There is now so much unused oil in the system that U.S. oil companies have run out of space to store it. The issue with the May contract that in fact expires today, Tuesday, is that nobody wants to take delivery of a contract of oil if there is nowhere left to store it.
It’s strictly the case that the there is nowhere left to store the commodity, but the storage is running incredibly low, and if the suppression of demand lasts any longer then by mid-May it is expected that storage will be full. This is what led the May futures contract to go out with an animalistic scream rather than a whimper.
Leading exporters and producers, including the OPEC cartel and its allies such as Russia, have already cut production by a record amount.

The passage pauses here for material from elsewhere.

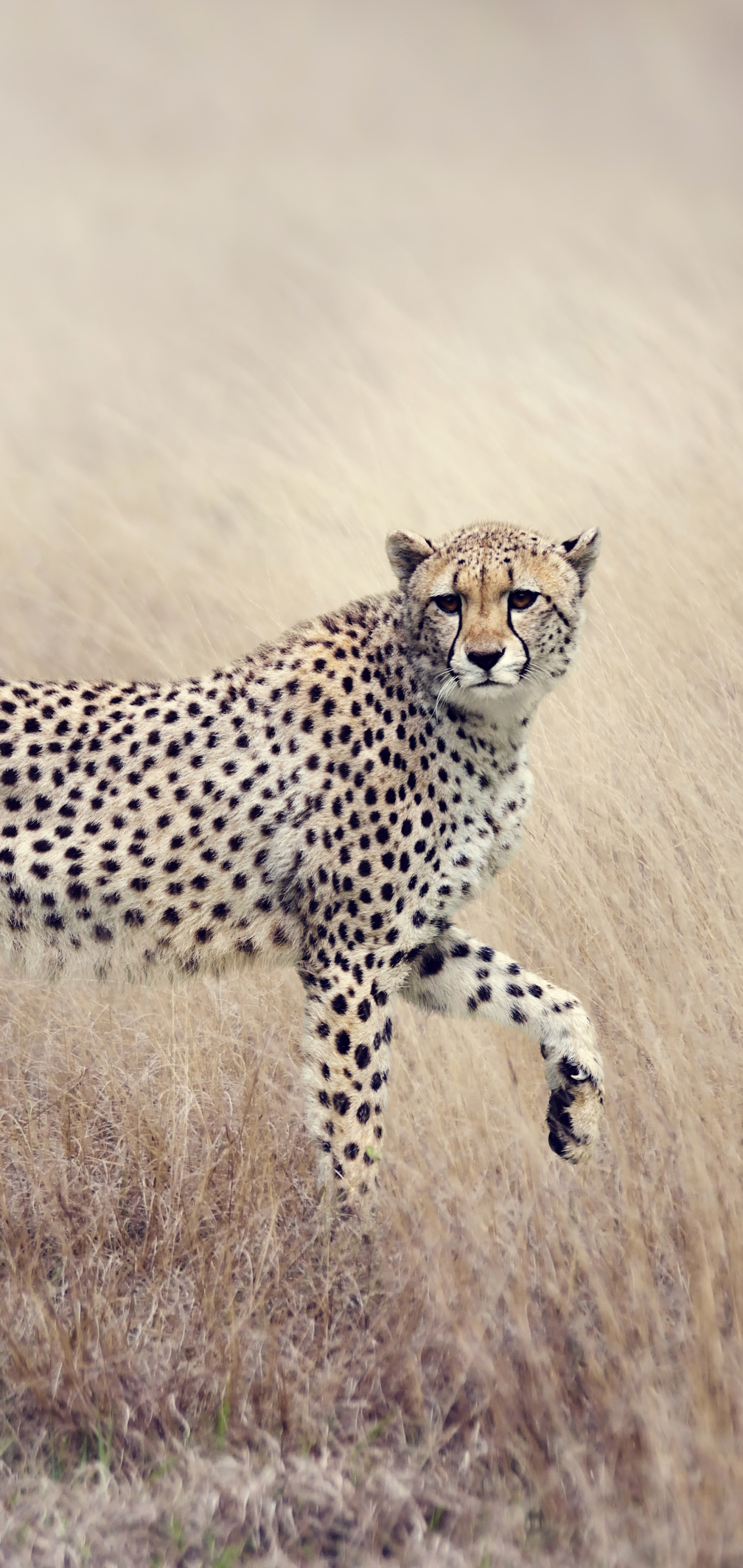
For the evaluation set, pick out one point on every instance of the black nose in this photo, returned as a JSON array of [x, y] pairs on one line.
[[487, 661]]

In the U.S. and elsewhere, oil-producing businesses decided on cutting output, yet the world has more Crude Oil than it can use.
Stockpiles at Cushing, the U.S. storage hub and delivery point of WTI Oil, has seen stockpiles increase by 48% to almost 55 million barrels since the end of February. The hub has a storage capacity of 76 million barrels, meaning it won’t be long until the storage unit is full.
Oil tankers are also running at maximum capacity. Many oil-producing companies keep the commodity at sea in tankers before it’s transported to its final destination. This is leading to a rise in transporting it and tanker companies share prices.
There is no quick fix for this problem, and the only relief will come when demand once again increases, and that all depends on how quickly Coronavirus passes. However, with hundreds of thousands of Americans ignoring social distancing rules, the U.S. could well be the epicentre for the health crisis for longer than many think.
Despite the weakness in headline prices, retail investors are continuing to plow money back into oil futures. The U.S. Oil Fund ETF saw a record $552 million come in on Friday, taking total inflows last week to $1.6 billion.
The price collapse is reverberating across the energies industry. Crude explorers shut down 13% of the American drilling fleet last week. While production cuts in the country are gaining pace, it isn’t happening quickly enough to avoid storage filling to maximum levels.
We do have to put the move into a bit of perspective, the downside headlines and negative prices on an intraday basis are certainly on a biblical scale. However, they are mainly jitters around the expiry of the May 2020 futures contract. Nobody wants to be sitting holding a delivery contract for oil with nowhere to store it.
Will prices return to normal? Expectations are that demand will pick up in the coming weeks as lockdown begins to ease in some European countries and output picks up in China. However, at expiry oil futures tend to represent how much the commodity is worth right now, and in a month’s time, we expect demand to remain incredibly low. So even if we don’t see headline-grabbing negative prices, we could see prices drop incredibly low once again.